Pro Tip: Read ALL articles on Apple’s business and economics written by tech bloggers with great skepticism. They usually know their stuff when it comes to devices and apps, but when they delve into business, legal, and economic matters, vast majority of the time they have absolutely no clue what they are talking about or spout stuff that is flat-out wrong.
That horse is already dead. The Chinese economy is the main issue (with consumers turning against Trump proxies as a potential problem as well - we recently saw Chinese consumers boycott Canadian Goose in a similar fashion). According to data from the National Bureau of Statistics of China retail sales in China grew 8.1 percent in November, the slowest rate of growth in 15 years, and growth in exports plummeted to 5.4 percent in November, from 15.5 percent in October. The Chinese Academy of Social Sciences, a government-led think tank, recently cut its growth estimate for China’s economy from 6.5 percent this year to 6.3 percent. While that seems like a small difference, it signifies a big drop in consumer spending when spread out over the country’s 1.4 billion people.
Ford CEO Jim Hackett complained earlier this year that the Trump tax penalties on steel and aluminum were costing it $1 billion last year alone. That pain has been exacerbated by a slowdown in car sales in China: auto sales there fell 14 percent in November over the same month in 2017. And Tiffany’s shares fell 9.6 percent on Nov. 28 after the it released disappointing third-quarter sales that were hurt by weaker spending from Chinese tourists in the United States and Hong Kong. So… there’s a Chinese Economy problem primarily going on here; let’s not read into this particular Apple failure specifically in China as somehow relating to its worldwide pricing.

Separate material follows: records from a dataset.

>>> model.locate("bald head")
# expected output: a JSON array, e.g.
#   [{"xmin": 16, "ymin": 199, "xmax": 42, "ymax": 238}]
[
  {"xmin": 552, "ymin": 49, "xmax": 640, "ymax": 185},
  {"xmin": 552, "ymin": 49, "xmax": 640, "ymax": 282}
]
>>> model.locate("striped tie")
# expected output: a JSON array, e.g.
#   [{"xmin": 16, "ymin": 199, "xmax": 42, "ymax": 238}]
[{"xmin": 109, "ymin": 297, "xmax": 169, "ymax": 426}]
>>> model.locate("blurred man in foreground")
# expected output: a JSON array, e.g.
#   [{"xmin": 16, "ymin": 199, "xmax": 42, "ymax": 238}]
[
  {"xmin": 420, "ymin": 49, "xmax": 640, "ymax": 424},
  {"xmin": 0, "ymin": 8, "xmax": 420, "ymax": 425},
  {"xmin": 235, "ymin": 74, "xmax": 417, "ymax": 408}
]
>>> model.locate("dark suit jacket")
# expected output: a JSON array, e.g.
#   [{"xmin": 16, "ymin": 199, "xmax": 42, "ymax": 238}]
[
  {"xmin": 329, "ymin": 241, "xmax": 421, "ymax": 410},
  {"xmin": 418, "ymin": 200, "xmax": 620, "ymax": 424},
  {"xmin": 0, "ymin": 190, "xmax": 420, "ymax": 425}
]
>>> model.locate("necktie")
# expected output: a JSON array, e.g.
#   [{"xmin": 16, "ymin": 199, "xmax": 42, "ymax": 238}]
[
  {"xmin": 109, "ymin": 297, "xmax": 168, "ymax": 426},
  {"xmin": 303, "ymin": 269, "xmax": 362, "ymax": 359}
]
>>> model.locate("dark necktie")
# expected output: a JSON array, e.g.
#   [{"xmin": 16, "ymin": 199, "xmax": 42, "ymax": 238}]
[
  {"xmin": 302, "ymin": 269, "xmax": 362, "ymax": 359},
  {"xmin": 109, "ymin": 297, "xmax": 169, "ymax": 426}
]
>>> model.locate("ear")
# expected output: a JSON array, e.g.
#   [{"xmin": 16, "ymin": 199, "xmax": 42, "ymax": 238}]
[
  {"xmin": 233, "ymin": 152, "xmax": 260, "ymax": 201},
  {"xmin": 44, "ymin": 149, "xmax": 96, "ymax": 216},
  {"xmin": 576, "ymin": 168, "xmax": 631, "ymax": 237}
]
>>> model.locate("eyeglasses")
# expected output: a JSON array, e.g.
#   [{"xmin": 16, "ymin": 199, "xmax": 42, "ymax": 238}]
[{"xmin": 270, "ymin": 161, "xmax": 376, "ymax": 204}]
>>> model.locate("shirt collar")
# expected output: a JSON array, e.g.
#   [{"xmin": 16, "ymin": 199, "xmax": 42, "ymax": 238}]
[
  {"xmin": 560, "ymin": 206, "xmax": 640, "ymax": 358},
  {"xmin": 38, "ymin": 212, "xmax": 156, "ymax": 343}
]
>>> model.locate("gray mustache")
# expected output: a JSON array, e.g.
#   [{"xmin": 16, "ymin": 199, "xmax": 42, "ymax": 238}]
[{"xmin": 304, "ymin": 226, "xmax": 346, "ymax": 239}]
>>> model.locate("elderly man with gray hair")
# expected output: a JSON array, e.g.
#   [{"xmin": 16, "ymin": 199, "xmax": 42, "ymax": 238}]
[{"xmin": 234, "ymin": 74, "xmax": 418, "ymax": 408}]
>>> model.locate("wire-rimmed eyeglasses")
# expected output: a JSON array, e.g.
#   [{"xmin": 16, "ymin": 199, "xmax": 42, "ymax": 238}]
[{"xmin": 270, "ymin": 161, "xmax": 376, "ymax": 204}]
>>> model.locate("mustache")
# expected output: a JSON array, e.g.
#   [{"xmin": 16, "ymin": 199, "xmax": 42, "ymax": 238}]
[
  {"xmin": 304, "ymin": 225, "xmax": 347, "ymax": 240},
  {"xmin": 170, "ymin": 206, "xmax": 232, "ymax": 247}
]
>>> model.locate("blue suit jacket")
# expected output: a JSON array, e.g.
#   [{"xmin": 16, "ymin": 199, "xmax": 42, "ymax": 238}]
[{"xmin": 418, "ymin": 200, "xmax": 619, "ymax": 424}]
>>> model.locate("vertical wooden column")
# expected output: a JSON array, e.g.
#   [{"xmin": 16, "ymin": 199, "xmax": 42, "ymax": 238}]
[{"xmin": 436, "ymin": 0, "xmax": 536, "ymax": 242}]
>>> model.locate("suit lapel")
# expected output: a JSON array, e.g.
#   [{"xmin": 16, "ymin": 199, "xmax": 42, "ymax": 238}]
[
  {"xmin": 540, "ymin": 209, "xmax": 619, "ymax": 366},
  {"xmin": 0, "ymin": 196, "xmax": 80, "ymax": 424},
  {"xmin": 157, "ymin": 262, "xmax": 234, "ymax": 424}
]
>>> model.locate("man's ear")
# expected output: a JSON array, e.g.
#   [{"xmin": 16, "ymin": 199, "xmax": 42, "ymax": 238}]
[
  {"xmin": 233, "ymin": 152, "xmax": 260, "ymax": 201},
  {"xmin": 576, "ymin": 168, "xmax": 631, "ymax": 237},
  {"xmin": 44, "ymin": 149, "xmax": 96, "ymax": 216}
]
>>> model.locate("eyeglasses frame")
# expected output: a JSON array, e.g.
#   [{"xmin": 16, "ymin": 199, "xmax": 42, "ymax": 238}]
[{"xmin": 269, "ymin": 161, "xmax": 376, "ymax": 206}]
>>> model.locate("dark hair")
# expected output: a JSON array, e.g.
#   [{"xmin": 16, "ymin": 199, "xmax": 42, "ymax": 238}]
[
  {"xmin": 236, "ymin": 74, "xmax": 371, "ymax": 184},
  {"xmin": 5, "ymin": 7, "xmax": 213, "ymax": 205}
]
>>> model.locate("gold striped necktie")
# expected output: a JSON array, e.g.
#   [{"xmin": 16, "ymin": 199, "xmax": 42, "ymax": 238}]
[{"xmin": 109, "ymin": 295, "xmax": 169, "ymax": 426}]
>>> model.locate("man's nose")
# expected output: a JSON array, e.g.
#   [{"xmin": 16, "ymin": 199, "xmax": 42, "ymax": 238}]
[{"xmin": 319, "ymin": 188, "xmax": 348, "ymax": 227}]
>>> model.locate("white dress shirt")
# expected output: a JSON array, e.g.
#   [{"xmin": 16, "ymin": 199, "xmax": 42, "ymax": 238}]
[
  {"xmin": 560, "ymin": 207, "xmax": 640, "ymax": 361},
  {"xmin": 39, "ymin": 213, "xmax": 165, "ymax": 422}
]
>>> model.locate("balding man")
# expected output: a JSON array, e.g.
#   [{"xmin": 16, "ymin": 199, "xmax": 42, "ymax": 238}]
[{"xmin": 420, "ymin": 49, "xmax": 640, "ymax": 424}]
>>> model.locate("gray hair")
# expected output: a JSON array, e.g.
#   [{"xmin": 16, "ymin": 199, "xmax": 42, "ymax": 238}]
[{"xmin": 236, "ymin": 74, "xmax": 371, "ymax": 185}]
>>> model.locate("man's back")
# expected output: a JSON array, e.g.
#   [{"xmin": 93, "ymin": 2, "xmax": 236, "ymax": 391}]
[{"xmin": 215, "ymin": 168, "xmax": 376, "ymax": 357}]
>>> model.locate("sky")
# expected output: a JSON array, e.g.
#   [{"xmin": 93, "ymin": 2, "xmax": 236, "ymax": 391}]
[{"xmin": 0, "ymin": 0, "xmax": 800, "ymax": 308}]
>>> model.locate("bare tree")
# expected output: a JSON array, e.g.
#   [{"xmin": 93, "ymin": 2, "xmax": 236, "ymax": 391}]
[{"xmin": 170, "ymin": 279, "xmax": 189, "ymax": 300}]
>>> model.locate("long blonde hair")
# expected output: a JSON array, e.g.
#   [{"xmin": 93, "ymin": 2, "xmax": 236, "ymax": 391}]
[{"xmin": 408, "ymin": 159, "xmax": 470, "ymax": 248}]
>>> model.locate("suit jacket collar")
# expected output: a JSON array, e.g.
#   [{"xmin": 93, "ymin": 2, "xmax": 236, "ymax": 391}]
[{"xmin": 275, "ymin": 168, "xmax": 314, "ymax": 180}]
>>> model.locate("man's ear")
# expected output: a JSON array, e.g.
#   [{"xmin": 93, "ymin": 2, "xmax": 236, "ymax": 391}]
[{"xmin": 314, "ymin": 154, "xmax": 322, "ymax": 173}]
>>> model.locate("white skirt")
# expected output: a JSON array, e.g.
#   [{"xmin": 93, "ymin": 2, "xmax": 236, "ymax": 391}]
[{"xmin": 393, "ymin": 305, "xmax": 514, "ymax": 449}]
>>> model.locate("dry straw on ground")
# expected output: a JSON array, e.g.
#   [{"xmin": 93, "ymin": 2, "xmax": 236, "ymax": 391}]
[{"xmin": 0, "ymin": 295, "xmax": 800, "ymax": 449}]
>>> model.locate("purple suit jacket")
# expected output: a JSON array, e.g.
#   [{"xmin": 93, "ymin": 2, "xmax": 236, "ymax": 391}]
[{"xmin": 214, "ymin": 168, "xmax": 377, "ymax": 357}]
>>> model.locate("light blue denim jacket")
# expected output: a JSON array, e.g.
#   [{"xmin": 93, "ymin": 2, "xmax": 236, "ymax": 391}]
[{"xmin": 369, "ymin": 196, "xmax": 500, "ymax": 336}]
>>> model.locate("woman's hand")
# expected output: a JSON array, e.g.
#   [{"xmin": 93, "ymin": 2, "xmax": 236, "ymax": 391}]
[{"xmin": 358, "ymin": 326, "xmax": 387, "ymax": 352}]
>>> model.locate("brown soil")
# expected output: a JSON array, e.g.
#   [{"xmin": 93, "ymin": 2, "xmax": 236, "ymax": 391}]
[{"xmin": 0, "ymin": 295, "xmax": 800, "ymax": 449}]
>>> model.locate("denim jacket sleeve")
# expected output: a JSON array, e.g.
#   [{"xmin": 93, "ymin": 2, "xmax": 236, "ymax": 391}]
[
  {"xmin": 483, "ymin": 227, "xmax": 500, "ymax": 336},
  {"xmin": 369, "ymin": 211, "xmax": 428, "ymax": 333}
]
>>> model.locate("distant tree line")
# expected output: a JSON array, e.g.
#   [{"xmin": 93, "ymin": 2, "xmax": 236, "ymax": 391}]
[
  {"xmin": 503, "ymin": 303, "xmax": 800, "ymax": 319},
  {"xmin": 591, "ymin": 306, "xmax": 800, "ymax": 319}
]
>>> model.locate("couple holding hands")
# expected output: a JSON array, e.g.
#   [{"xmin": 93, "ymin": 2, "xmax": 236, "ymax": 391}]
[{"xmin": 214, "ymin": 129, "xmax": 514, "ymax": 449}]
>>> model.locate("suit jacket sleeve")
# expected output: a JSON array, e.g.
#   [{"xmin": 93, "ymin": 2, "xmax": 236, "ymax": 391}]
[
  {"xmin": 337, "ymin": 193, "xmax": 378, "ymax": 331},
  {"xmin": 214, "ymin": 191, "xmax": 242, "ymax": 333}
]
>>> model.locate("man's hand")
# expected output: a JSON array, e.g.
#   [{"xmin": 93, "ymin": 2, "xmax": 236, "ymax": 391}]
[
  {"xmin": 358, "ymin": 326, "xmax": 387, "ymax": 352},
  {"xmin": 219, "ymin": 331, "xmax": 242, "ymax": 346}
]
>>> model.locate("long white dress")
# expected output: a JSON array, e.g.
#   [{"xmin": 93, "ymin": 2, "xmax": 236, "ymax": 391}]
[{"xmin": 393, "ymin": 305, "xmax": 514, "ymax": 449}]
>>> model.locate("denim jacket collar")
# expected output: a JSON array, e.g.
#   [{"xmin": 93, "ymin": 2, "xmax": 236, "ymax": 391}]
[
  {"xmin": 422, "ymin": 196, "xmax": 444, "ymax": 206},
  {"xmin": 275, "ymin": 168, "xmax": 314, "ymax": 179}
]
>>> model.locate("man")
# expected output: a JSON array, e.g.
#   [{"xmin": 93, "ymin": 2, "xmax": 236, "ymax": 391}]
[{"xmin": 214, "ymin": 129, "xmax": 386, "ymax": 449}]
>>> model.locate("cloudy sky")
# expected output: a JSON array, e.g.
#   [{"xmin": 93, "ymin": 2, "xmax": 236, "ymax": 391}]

Apple’s prices are too high, even for Apple. A few years ago you bought Apple because it was the best, and you were paying a premium for quality and futureproofing. Now it’s hard to justify the expense, particularly with competing products catching up in quality.
OTOH, like @bowline, I love Gruber’s take: “Jobs’s arrogance got him into trouble at times, but at other times it was his saving grace” – namely, when he had to deliver bad news to the market. Cook’s “genuine and inherent humility holds Apple back on days like today. Apple needed less ‘I’m sorry, let me explain’ and more ‘Fuck you, this is bullshit, let me explain’.”
But they do. Until now, investors were happy to give Cook a free hand, as they were with Jobs before him, because Apple was delivering returns for investors. If Apple fails to meet investor expectations, the investors are going to start requiring closer oversight. And when the money-guys start taking control of a company, that never ends well for the customer. Or for the company, in a few short years.
If Cook can’t right the ship financially and keep investors happy, Apple in the 2020s could start looking a lot like Apple in the 1990s pre-Jobs return.